|Kowalski, Trembacz, Rzasa and Liepinsch|
|$22.95 from www.casematepublishing.com|
Famous Airplanes #12, 88
This book in Kagero's Famous Airplanes series is on the Nieuport series of pursuit planes. It is in the usual 9x12 softbound format that Kagero uses for a lot of its books and contains 88 pages. Like most of their books, it is in both Polish and English.
During WWI, things were so new and advancing so quickly in the aeronautic field that when one company came up with a winning design, it was used as a basis for a number of planes. This is very much the case with Nieuport and their sesquiplane layout. This is where on a biplane, the lower wing is smaller than the upper one. This provides a better view down, but due to its design, it is not the stiffest of wings. These wings tend to twist a lot more during maneuvering and can fail under the stresses. However, it usually leaves an intact upper wing that can help bring the plane safely to the ground. So entrenched was the design in Nieuport that even post war, they developed aircraft with this sort of layout.

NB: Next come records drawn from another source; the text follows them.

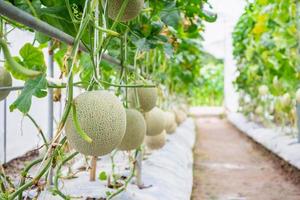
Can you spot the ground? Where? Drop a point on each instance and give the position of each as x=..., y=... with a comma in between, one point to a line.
x=228, y=166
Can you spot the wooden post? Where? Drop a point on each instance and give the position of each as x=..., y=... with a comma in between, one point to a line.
x=93, y=168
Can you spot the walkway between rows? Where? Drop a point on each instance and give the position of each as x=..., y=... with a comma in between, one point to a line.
x=230, y=167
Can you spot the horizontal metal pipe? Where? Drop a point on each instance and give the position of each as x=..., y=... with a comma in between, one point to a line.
x=13, y=88
x=20, y=16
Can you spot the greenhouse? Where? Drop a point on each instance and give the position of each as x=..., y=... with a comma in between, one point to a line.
x=149, y=100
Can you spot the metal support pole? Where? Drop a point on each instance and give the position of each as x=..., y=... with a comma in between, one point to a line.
x=50, y=102
x=20, y=16
x=298, y=120
x=4, y=131
x=138, y=163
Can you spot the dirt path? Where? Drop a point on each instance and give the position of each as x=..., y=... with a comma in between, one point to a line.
x=228, y=167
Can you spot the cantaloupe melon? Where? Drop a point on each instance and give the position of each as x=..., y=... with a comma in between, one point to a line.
x=5, y=81
x=146, y=97
x=285, y=100
x=135, y=130
x=102, y=117
x=156, y=142
x=155, y=121
x=132, y=9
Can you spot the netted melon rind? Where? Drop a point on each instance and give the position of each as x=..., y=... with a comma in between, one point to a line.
x=102, y=117
x=5, y=81
x=135, y=130
x=132, y=9
x=155, y=121
x=156, y=142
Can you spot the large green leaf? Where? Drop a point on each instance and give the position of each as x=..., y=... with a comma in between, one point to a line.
x=33, y=87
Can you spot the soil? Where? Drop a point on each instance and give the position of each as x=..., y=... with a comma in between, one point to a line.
x=229, y=166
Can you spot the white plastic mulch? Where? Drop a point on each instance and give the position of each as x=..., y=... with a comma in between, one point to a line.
x=169, y=171
x=285, y=146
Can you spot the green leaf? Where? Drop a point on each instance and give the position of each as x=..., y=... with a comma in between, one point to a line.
x=33, y=87
x=33, y=57
x=102, y=176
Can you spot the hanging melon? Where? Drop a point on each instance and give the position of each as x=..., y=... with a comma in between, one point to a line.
x=102, y=117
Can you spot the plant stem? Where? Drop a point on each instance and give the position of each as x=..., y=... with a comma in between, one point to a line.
x=56, y=187
x=39, y=130
x=24, y=174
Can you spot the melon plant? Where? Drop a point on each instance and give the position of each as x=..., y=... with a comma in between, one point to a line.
x=156, y=142
x=259, y=110
x=5, y=81
x=102, y=117
x=135, y=130
x=155, y=121
x=146, y=98
x=298, y=96
x=132, y=9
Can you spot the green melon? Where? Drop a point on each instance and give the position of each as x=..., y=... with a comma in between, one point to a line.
x=5, y=81
x=156, y=142
x=102, y=117
x=132, y=9
x=155, y=121
x=146, y=97
x=135, y=130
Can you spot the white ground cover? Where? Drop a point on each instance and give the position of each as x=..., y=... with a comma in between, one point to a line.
x=169, y=171
x=285, y=146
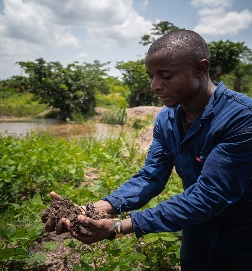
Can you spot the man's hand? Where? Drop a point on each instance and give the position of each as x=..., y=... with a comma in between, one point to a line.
x=102, y=229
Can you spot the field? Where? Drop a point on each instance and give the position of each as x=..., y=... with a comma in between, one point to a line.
x=83, y=170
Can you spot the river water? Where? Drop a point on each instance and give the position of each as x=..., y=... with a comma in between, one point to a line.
x=62, y=129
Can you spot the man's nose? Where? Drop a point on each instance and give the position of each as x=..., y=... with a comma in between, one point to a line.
x=155, y=83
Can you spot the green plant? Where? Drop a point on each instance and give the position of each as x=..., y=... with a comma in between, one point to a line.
x=118, y=117
x=71, y=89
x=15, y=246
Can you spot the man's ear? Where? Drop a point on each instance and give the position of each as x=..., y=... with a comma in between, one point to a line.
x=202, y=67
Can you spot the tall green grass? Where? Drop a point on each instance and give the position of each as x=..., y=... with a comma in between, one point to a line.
x=83, y=170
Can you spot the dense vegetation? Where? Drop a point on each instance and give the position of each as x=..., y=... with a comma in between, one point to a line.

Nieuports were so popular that they were built under license in Russia, Italy, and Great Britain. Even when they were replaced by the next best version, older versions were sent to secondary fronts or used as trainers. Some pilots liked them so much that even when something more modern was available, they continued to fly them. Such was their influence on German aircraft designers that Albatros chose the layout for the successful D.III and D.V aircraft.
This book covers the full history of Nieuport pursuits from the first until the 27th version. The first Nieuport fighters were monoplanes and while successful in their own right, were designed for use as reconnaissance planes. It was the Nieuport 10 that solidified the general layout of those variants that followed. The first 40 pages are historical backgrounds of the types with lots of very nice photos. The next 40 pages cover the builds of two 1/32 Copper State Models Nieuport 17s. If wondering why two builds of the same kit, perhaps the full page advert for CSM kits has something to do with it. The builds are excellent so it isn't wasted space. The book ends with several pages of large color profiles.
In all, it makes for a nice addition to the series and is worth picking up.